Debt payments can quickly deplete your retirement savings. Even if you have an investment account that earns 8% per year, that won’t do you much good when you have credit card debt that earns 19%. That’s why it’s important to pay off your high-interest debts as quickly as possible. The sooner you are debt free, the more income you can allocate to your retirement accounts.
Did you know that people aged 50 or older can contribute more to their retirement account? That’s correct. Many employers offer 401(k) plans, which include catch-up contributions. That means you can save an extra $7,500 per year. For an IRA, you can contribute an additional $1,000 per year.

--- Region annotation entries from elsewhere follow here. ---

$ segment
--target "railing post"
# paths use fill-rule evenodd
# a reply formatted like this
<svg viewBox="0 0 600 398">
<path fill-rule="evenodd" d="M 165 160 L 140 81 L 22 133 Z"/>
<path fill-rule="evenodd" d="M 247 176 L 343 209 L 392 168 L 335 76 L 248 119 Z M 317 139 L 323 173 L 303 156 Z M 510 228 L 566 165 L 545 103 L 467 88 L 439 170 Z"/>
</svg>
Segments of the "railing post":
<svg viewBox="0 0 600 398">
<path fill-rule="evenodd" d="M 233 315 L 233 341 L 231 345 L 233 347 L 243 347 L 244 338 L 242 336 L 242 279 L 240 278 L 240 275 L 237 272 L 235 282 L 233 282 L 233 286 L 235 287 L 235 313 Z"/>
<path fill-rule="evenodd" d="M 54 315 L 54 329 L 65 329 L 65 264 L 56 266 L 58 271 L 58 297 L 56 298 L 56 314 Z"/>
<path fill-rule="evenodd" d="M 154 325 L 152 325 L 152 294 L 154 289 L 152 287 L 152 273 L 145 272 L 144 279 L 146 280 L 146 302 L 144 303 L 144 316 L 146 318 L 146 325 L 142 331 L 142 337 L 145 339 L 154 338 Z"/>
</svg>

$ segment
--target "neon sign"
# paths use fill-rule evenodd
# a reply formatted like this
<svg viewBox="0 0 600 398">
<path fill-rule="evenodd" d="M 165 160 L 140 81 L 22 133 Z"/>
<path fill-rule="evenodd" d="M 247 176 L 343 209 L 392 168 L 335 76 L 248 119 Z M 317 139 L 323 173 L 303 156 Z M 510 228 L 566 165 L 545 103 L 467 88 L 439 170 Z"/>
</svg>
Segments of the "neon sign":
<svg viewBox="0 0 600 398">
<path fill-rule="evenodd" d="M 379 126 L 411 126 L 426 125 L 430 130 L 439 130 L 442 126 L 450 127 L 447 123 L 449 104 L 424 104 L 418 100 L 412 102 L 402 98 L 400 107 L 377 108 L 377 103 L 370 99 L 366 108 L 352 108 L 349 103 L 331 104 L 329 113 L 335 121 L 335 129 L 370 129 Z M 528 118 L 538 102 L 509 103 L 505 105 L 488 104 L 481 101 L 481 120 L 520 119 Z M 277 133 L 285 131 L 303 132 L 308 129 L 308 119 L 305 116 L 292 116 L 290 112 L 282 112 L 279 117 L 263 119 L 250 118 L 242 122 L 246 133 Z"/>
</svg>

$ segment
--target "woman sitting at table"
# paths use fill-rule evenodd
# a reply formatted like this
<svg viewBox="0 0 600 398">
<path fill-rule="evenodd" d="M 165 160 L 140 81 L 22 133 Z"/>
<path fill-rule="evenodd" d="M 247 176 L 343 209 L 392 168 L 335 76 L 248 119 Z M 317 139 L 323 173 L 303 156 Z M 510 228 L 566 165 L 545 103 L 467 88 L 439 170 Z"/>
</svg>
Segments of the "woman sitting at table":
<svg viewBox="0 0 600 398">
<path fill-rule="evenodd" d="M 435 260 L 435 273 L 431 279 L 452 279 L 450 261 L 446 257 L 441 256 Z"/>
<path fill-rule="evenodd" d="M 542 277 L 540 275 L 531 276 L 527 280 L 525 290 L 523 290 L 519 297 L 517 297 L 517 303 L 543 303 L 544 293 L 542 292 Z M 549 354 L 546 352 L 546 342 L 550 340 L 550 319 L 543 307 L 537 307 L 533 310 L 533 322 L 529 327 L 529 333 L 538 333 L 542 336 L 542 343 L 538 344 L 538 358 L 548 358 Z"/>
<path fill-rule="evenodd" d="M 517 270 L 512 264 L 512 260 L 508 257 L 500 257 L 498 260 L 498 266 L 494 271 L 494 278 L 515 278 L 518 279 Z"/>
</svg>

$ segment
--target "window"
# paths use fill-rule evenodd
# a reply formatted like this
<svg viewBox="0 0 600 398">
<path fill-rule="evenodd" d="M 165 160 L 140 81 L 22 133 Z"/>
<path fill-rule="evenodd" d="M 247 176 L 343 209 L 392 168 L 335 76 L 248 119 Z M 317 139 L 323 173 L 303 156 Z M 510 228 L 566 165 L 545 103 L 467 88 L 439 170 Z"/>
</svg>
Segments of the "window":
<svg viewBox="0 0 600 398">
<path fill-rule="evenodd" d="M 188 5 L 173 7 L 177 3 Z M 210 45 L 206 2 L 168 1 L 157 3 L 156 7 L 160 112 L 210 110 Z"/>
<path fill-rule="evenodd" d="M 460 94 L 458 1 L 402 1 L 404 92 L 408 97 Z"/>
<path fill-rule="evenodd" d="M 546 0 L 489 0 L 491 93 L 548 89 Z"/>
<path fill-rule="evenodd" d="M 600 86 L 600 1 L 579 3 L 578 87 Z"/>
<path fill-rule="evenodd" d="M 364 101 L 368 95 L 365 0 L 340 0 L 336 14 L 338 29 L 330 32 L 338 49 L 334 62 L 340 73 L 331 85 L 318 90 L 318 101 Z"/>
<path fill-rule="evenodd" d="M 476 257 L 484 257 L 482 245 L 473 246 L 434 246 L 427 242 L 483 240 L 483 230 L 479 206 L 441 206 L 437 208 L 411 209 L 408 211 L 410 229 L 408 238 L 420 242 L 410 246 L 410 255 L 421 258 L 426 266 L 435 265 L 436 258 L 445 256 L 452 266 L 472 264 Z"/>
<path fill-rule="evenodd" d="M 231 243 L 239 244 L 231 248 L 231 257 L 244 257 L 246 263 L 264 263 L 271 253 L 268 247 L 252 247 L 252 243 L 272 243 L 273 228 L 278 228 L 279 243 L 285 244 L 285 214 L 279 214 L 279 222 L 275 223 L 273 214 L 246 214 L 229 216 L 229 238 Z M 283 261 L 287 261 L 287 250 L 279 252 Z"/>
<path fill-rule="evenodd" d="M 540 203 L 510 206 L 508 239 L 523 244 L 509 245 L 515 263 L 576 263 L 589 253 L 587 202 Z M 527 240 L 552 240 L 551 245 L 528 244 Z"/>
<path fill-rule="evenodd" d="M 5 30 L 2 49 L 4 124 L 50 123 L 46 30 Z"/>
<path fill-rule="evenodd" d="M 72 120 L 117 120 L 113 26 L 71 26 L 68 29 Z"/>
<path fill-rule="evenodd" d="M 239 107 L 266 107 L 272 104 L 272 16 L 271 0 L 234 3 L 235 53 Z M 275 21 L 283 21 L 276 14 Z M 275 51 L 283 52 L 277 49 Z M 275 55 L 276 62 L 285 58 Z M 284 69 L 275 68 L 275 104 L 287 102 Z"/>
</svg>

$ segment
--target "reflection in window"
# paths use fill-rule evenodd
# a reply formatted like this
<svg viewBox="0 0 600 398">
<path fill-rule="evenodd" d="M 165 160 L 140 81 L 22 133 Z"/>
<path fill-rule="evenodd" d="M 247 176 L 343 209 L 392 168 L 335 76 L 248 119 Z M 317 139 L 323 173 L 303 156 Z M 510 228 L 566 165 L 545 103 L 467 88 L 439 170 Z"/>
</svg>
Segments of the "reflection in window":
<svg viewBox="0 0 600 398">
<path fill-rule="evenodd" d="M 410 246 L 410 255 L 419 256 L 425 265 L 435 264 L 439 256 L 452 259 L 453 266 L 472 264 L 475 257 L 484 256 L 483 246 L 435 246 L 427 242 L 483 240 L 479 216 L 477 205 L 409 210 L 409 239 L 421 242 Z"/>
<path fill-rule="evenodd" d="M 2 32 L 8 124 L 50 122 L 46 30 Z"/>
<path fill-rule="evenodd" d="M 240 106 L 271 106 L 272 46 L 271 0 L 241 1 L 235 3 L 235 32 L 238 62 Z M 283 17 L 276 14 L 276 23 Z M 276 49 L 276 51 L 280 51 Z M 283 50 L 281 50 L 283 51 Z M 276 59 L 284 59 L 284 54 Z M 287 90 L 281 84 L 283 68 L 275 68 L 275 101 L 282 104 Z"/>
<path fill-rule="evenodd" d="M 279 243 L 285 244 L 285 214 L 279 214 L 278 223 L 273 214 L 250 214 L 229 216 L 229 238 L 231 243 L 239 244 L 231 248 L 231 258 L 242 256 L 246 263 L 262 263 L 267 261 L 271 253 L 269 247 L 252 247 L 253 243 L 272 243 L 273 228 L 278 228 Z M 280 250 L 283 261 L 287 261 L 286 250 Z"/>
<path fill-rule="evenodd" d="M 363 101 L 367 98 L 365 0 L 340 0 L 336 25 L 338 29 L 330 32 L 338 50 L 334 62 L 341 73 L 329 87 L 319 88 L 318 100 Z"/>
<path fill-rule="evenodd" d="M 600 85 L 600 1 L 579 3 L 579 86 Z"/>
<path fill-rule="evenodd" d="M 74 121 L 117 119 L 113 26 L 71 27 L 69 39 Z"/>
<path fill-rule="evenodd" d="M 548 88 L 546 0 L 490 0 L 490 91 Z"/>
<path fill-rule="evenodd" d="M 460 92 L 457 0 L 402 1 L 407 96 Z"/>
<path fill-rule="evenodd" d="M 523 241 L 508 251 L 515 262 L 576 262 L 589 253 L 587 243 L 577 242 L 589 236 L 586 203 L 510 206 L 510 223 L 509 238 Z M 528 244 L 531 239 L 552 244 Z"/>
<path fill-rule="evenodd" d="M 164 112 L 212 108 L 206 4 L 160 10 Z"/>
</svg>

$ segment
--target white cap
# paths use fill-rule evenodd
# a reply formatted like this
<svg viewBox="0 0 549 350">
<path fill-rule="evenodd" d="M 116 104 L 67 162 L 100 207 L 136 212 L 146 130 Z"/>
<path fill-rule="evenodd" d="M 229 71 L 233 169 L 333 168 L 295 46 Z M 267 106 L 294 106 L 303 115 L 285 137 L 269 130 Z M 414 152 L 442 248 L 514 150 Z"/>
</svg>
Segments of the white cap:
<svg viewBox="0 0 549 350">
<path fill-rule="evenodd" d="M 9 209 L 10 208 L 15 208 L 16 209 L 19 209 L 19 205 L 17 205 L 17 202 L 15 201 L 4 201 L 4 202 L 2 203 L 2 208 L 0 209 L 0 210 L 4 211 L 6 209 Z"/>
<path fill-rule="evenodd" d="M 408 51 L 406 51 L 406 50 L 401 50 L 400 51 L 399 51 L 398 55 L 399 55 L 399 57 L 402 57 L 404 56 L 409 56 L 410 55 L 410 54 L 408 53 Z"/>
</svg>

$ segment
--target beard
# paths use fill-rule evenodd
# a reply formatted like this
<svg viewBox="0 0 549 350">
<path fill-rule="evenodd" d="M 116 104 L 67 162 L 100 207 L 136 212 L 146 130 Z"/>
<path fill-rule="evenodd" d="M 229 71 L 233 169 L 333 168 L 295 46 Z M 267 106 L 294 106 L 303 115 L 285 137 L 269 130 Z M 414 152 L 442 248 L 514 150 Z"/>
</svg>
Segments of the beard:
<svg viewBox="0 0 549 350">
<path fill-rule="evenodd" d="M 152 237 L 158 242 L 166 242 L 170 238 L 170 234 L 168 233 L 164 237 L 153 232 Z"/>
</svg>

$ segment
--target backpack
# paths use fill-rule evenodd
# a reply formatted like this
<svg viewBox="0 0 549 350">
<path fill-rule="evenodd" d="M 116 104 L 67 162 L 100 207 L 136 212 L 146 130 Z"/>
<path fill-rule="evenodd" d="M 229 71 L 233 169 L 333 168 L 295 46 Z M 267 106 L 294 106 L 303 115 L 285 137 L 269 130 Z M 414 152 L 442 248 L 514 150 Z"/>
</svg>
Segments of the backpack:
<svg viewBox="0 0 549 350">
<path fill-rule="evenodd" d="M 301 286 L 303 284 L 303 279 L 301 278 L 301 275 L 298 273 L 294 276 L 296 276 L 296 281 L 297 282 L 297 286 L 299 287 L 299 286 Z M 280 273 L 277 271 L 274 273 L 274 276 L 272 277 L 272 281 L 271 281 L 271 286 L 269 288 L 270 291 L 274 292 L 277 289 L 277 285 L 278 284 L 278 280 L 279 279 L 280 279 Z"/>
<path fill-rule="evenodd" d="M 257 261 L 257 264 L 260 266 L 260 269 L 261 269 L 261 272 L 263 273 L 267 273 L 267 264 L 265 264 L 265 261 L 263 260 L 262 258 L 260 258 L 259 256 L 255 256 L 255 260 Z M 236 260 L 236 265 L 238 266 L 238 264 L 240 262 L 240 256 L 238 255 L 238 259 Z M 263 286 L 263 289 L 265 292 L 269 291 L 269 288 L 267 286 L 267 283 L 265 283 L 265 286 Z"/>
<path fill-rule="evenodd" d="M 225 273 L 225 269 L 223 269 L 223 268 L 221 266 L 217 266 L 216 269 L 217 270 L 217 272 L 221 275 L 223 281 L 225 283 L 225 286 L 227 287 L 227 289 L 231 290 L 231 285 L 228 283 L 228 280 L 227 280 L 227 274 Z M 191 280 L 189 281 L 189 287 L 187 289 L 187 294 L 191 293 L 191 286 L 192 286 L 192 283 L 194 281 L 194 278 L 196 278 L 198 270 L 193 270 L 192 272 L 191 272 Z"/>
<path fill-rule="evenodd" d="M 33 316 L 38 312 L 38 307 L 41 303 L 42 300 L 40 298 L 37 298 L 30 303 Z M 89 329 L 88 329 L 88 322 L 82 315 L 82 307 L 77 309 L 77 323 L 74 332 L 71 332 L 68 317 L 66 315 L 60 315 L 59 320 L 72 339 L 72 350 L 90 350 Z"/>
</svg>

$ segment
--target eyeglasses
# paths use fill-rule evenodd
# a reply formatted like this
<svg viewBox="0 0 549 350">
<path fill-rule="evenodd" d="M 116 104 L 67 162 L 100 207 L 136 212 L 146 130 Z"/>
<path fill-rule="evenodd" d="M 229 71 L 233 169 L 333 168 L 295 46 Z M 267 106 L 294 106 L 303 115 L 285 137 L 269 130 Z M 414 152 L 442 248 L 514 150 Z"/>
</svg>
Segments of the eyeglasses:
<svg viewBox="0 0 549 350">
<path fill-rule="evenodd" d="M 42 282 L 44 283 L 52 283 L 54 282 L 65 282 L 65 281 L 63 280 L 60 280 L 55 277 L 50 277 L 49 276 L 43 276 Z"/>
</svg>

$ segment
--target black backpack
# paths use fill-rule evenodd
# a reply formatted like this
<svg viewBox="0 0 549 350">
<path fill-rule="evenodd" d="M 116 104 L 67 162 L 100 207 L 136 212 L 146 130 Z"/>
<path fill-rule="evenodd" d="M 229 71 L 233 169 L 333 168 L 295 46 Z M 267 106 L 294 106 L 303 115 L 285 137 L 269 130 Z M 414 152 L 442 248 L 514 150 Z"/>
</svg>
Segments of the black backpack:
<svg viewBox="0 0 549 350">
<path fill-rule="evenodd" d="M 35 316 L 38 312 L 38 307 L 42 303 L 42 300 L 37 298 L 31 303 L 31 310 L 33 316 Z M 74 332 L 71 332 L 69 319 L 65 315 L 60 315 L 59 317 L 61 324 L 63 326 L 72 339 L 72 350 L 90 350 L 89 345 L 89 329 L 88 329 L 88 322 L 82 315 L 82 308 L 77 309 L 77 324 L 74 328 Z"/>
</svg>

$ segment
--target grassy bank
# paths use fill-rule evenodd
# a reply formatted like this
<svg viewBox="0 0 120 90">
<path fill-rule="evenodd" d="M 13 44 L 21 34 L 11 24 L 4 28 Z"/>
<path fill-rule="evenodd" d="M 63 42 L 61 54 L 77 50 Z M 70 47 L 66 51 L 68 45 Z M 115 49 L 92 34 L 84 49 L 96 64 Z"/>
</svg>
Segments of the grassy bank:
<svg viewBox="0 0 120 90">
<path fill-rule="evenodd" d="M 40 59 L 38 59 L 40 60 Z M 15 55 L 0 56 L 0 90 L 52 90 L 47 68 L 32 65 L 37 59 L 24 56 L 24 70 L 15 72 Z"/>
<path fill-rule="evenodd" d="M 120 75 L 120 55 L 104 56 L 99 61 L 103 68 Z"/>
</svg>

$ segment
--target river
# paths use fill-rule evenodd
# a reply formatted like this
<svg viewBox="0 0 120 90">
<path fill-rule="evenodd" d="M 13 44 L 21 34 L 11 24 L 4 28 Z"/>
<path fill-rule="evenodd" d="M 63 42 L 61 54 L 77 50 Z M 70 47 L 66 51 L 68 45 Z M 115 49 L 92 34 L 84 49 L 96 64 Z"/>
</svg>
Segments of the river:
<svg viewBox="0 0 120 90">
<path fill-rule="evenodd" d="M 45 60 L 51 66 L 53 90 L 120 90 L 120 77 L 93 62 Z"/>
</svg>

If you maximize these contributions, you will significantly increase your retirement nest egg. This means less stress about your financial health.
A 2021 survey by Fidelity Investments found that finances and retirement planning are difficult topics for many married couples. Surprisingly, some couples aren’t even on the same page about how they want to spend their retirement days. But if you want the transition to be successful, you will have to address this subject, as uncomfortable as it may be.
What will we do when we retire? What do we want to prioritize? What will it take for us to be able to afford it? These are all important questions that you should discuss together.
Ideally, you should plan for retirement right out of college. Realistically? That’s not always how it happens.
Yet even if you’ve struggled to build a sizable retirement fund, it’s not too late to start. Ten years may seem like a long time ago, but time flies. Remember, retirement planning is a marathon, not a sprint. Even if you still have the opportunity, it’s important to set clear goals, maximize your retirement contributions and pay off as much debt as possible.